In dollar terms, annual FDI inflows to China were less than $2 billion in 1985, but had ballooned to $61 billion by 2004. Between 1985 and 1991, the annual growth rate of FDI inflows into China was 14 percent, and during those years annual FDI inflows remained less than $4.5 billion. But in 1992 the FDI inflows had jumped to $11 billion, and in the following year they leaped again to $28 billion, with growth rates of over 150 percent in both years. By 1997, China had FDI inflows of $49 billion.
In subsequent years world FDI inflows declined markedly, but China's FDI inflows continued to grow. Global FDI inflows bounced back to show 2 percent growth in 2004, while China showed an inward FDI growth rate of 13 percent. China's FDI inflows fall into two categories: horizontal FDI, which involves the transfer of production (mainly from North America and Western Europe) to service the Chinese internal market; and vertical FDI, which takes advantage of low-cost production in China for products to be exported and which is fueled mostly by China's Asian neighbors.
Whalley and Xin's analysis indicates that while the FIE sub-economy is still only 20 percent of China's total economy, it nonetheless accounts for over 40 percent of China's recent economic growth. This part of the Chinese economy thus has substantial implications for the sustainability of the country's future economic growth. However, whether rapid growth will continue depends on both continued growth in inward FDI and access to international export markets. While China's FDI inflow growth rate has averaged over 10 percent since 2002 (and China's association with the World Trade Organization), the authors' believe that the figures for 2005 are likely to show a leveling off, or even a slight decline, not least because FDIs have been moving to other low-wage countries.

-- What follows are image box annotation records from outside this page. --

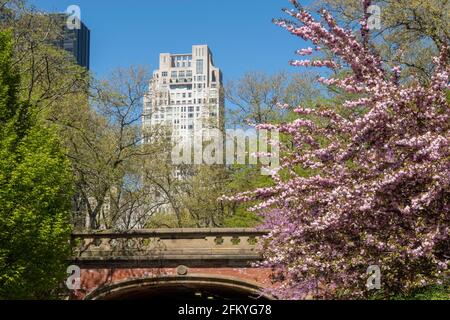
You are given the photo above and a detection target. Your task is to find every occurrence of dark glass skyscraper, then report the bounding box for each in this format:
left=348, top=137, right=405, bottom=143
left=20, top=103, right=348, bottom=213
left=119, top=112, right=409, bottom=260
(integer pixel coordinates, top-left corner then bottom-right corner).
left=51, top=14, right=91, bottom=70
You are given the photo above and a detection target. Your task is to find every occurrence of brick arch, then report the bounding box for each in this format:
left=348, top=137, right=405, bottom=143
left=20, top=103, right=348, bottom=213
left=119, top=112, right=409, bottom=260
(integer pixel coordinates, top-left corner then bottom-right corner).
left=84, top=274, right=273, bottom=300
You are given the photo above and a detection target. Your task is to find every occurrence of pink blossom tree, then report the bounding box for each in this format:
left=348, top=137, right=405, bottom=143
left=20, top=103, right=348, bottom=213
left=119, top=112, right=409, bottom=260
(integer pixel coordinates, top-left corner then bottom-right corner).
left=223, top=0, right=450, bottom=299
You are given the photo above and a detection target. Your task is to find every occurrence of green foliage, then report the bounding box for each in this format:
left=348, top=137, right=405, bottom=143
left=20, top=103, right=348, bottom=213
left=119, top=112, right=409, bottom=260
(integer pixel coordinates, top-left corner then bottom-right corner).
left=0, top=32, right=72, bottom=299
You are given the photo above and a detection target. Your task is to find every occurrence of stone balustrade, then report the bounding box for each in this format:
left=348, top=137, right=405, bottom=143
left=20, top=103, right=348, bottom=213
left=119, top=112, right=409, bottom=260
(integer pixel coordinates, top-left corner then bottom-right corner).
left=72, top=229, right=265, bottom=267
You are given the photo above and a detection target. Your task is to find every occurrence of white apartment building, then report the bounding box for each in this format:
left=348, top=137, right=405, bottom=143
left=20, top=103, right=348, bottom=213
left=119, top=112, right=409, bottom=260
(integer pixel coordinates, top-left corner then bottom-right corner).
left=142, top=45, right=224, bottom=140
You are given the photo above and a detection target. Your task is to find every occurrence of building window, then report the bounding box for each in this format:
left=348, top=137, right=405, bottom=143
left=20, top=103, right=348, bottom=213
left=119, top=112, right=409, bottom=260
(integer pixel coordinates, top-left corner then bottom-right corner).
left=196, top=59, right=203, bottom=74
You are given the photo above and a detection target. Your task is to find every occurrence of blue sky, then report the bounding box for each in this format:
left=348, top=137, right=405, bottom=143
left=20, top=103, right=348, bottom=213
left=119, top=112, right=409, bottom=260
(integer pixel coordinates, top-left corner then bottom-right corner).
left=31, top=0, right=312, bottom=80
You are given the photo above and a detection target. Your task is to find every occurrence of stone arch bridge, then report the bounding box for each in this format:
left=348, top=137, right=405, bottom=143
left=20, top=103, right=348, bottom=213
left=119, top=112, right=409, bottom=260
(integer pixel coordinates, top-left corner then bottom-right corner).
left=71, top=229, right=271, bottom=300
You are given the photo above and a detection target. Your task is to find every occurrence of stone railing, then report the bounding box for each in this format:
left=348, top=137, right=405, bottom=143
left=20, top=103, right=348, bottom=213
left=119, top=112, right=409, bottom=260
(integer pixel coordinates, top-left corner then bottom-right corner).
left=72, top=229, right=265, bottom=267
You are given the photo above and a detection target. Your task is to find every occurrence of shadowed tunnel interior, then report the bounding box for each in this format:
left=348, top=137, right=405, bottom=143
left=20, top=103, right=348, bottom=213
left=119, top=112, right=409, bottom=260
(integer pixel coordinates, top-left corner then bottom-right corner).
left=91, top=282, right=267, bottom=300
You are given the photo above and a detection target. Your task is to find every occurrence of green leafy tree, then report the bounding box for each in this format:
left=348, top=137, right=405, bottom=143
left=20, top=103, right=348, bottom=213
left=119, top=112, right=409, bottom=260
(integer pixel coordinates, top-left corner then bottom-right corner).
left=0, top=32, right=72, bottom=299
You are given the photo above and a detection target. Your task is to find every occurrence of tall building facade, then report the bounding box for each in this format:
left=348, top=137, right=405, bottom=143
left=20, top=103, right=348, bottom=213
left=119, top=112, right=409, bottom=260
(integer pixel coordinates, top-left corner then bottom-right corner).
left=54, top=14, right=91, bottom=70
left=142, top=45, right=224, bottom=140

China's WTO commitments imply both capital market liberalization (in banking) and further progress on commitments on rule-based WTO issues. Such changes will help to attract more FDI. Yet China's rapid export growth raises concerns about the continued absorptive capacities of the Organization for Economic Co-operation and Development. China's share of world exports is now around 6 percent and, with a 35 percent growth rate in exports, is doubling every three years. Continued FDI flows thus may also encounter problems here if they are export-oriented. China's large trade surplus with the EU and the United States also fuels protectionist pressures.
An additional concern, the researchers say, is whether regional disparities within China will continue along with inward FDI. About 84 percent of China's inward FDI occurs in nine coastal provinces, leaving the remaining 20 provinces with 12 percent of inward FDI and resulting in great disparities in income. If growing inequality constrains growth, continued FDI flows could worsen matters. It remains to be seen whether the non-FIE portion of the economy can generate higher growth to compensate for the slowing growth in the FIE sub-economy.
In sum, a leveling-off or falling of FDI, limits to FDI diversification from other non-OCED countries, and continued growth of exports all raise cautions for continued high growth in China. These negatives are counterbalanced to a degree by an ever-improving policy environment for FDI in China, but this in itself seems unlikely to support still more FDI growth into China. Whalley and Xin strongly suspect that more robust growth from the non-FIE sub-economy will be needed to compensate for further lagging growth performance from FIEs.